25 - student - NYC That's all for now.

Wednesday, February 15, 2006

Short Story - Part IV

Lucifer awoke in a sea of red. He could see that his left arm bled freely, yet no pain registered – though a dizziness hovered precipitously close, anxious to make its presence known. Shards of glass dug unnoticed into his back and legs. A pungent odor filtered its way through the air. Formaldehyde.

The corridor remained brilliantly lit, but permeated desolation. The only sounds were a soft trickle of liquid and the crunching of glass as Lucifer struggled to sit up. He found that his arm hung useless, drained of much of its vitality. In fact, the entire left side of his body felt chillingly light. Lucifer knew he needed immediate medical attention. He tried to collect his thoughts.

How was the normally bustling fourth floor suddenly the embodiment of solitude? Where was Ruloff? How could he stop the bleeding? Thoughts jumbled together recklessly. Had that old man done this? Lucifer drew frustrating blanks. As he brooded, a white excrescence cast over his vision. Recent memories flooded.

It was six weeks earlier. The snows melted the blacktop slick in a typical suburban theatre. Lucifer leaned back on the picket fence taking a deep drag of a cigarette. Smoke plumed through his nostrils in tiny horns. Winter break could not end soon enough as far as he was concerned. High school friends suddenly seemed strangers – they spoke of names unattached to faces, related stories that evoked no memories. Lucifer felt estranged and mildly rueful – lamenting the simpler days of youth when a blizzard meant snow forts and school closings.

Frosty gusts knifed his windbreaker as he inhaled another smoky breath and stared at the children. A small boy hovered anxiously beside his creation as the older girl marched imperiously about in inspection. She tutored the younger boy knowingly, rearranging several raisins and a carrot as her eager shadow squeaked and hopped alongside. Lucifer gazed at the scene coolly – his eyes shining mutely, the only movement, a tremble of his jacket in the wind.

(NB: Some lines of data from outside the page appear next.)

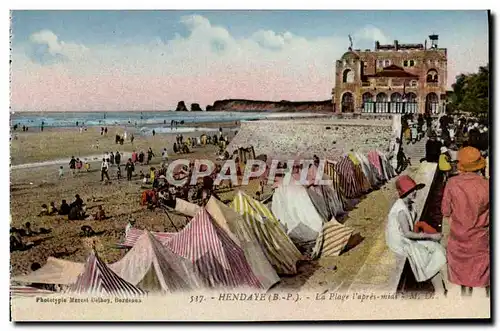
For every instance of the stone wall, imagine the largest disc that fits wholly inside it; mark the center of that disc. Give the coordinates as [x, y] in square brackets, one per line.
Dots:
[327, 138]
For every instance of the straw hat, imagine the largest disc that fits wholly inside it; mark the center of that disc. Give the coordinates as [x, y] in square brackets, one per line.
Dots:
[470, 159]
[406, 185]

Exhaling another pair of horns, he lifted the cigarette again to his parched lips. The girl had finished her fussing and was now squinting crinkled eyes at the spot where he stood.

But Lucifer was too busy packing snow into the base of his creation to notice Lucy’s preoccupation with a lonely spot in the distance. His older sister had finally finished adjusting the snowman’s particulars and Lucifer imagined only moments separated him from the creature’s sudden animation. He and Lucy had just that morning watched a program depicting a lively snowman with a stovepipe hat. So when those moments passed and Frosty still remained inert, frustration descended.
Lucy was still staring at the vacant point in the picket fence when Lucifer peered up at her.

“Watcha lookin’ at Lucy?” he asked.

“Nothing, Furry,” she mussed his hair distractedly, “I just… I just thought I saw someone just now… standing there watching us.”

Lucifer felt a cold shiver as he followed her finger to the fence. Perhaps the air grew more chill at that moment or maybe it was nothing, but Lucifer felt strange. A fleeting gasp of knowledge embraced his childish mind before fluttering free – a small moment of clarity that he had lived this moment before. Déjà vu.

A whooshing sound suddenly filled his ears as the world fell away into the horizon. Another familiar scene slowly developed in its place – a playroom full of plastic dolls, Legos and toy trucks. Lucy sat in a corner, fretting over something. A domestic scene played out nearby.

Leaving Lucy, Lucifer gnashed his cigarette into an ashtray as he followed the sounds into a kitchen. Beside a center island stood a couple talking in hushed tones. Threading his way through several stools, Lucifer approached the pair unnoticed. They continued their muted discussion.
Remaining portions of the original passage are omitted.